Although the use of drug combinations is a common practice in the chemotherapy field, this approach has not been widely explored using natural agents. Since ideal treatment or chemopreventive strategies should involve non-toxic agents, a combination of natural compounds is a logical approach. However, the challenge is to find ideal combinations of natural compounds which exhibit synergistic antitumor effects or synergistically block carcinogenesis. In the present study, the antitumor effects of the combination of resveratrol and EGCG against SCCHN cell lines were investigated via apoptosis assay, western blotting, IHC and using an in vivo xenograft model in nude mice.

Materials and methods

Cell lines

Cell lines used in the present study have been previously described (29,30). Tu212, a cell line of hypopharyngeal origin, was kindly provided by Dr Gary L. Clayman (University of Texas M.D. Anderson Cancer Center, Houston, TX, USA).

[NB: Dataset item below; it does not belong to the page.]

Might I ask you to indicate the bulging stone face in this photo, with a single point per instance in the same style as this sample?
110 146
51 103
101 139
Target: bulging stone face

MDA686TU (Tu686) and MSK-Leuk1 (MSK) were procured from Dr Peter G. Sacks (New York University College of Dentistry, New York, NY, USA) in 2014 and 2012, respectively. Tu686 was established from primary tongue cancer. The head and neck premalignant cell line MSK-Leuk1 (MSK) was established from a dysplastic leukoplakia lesion adjacent to a squamous cell carcinoma of the tongue and was maintained in keratinocyte basal media. SqCCY1 was established from a squamous carcinoma of the buccal mucosa in Dr Sartorelli's laboratory (Yale University, New Haven, CT, USA) (31) and was obtained from Dr Shi-Yong Sun at Emory University (Atlanta, GA, USA) in 2012. All cell lines were authenticated through genotyping [short tandem repeats (STR) profiling]. SCCHN cell lines were maintained in DMEM/F12 (Corning, Inc.) medium supplemented with 10% heat-inactivated fetal bovine serum (Gibco; Thermo Fisher Scientific, Inc.) in a 37°C and 5% CO2 humidified incubator. STR profiles of these cell lines matched with those published in Clinical Cancer Research 2011 (32), suggesting that Tu212 is identical with some other SCCHN cell lines but other cell lines are unique.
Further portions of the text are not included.